Keep the metadata light and consistent. These are the fields that make a shipment folder findable and let you read its story without opening every attachment. They describe the bundle; the documents themselves carry the official detail.
- Shipment reference / PO number
- Your own stable identifier for the order, e.g. PO-1042. This is what ties the folder name, the commercial invoice, and your purchasing records together.
- Supplier name and country
- Who shipped it and from where, e.g. Shenzhen Textiles Co., China. Helps group imports by origin when you have several overseas suppliers.
- Goods value and currency
- The total on the commercial invoice in its original currency, e.g. USD 8,420 or EUR 6,100. A factual transcription, not a conversion.
- Incoterm
- The shipping term stated on the commercial invoice, e.g. FOB Shanghai or CIF Los Angeles, so it's clear what the goods price did and didn't include.

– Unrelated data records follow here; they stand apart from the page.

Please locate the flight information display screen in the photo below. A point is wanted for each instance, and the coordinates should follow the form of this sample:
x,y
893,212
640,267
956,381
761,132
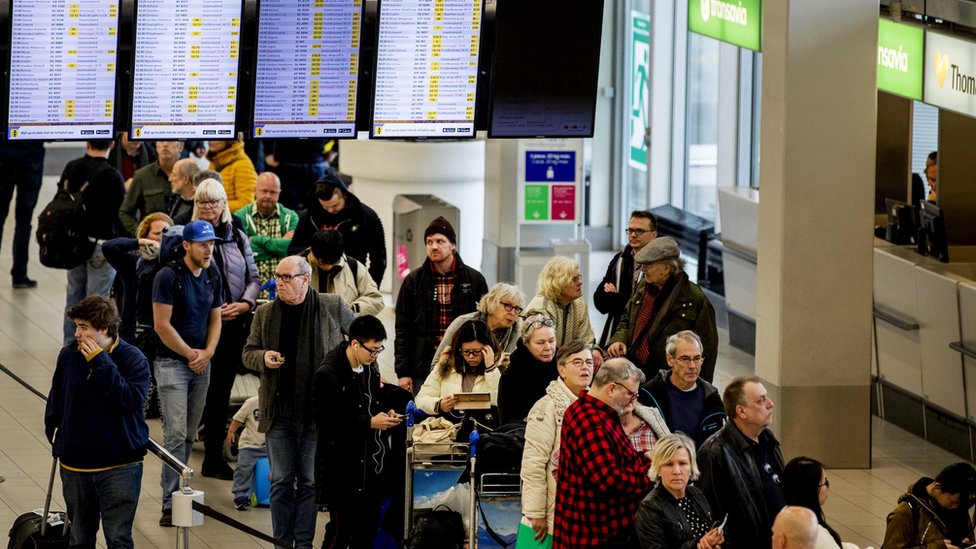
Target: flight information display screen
x,y
426,68
185,69
62,69
307,72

- Freight amount and carrier
- The total from the freight/carrier invoice and who issued it, e.g. USD 1,150, DHL Global Forwarding.

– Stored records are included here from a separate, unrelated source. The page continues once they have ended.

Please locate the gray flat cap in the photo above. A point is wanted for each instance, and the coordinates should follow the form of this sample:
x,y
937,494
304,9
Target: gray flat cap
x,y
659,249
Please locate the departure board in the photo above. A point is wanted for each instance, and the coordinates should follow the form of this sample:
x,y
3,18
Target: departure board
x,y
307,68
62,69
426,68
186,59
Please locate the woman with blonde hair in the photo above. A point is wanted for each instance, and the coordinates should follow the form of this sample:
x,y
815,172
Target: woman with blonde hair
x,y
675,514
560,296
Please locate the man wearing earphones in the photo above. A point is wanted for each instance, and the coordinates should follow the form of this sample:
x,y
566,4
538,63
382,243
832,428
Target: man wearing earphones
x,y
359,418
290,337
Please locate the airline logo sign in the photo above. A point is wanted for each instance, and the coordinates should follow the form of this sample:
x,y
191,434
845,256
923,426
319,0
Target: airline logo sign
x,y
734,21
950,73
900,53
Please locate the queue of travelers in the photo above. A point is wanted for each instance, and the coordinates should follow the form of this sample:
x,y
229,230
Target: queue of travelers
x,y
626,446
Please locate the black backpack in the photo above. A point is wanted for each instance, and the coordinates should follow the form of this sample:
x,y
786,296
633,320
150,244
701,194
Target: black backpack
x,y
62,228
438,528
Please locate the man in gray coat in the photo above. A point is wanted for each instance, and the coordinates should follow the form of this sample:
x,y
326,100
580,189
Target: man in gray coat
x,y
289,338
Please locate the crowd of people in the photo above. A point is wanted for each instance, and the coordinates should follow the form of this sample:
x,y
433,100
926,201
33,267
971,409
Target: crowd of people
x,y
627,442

- Duty / customs amount paid
- The figure shown on the customs/duty paperwork, recorded as filed. This is a transcription of what the broker's documents show, not a Cash Workspace calculation.
- Shipment status
- A simple marker like In transit, Delivered, or Bundle complete, so you can see at a glance which import folders are still waiting on paperwork.
- Documents present
- A short checklist note of which of the four document groups are filed and which are still outstanding, e.g. Invoice + packing list in, freight pending.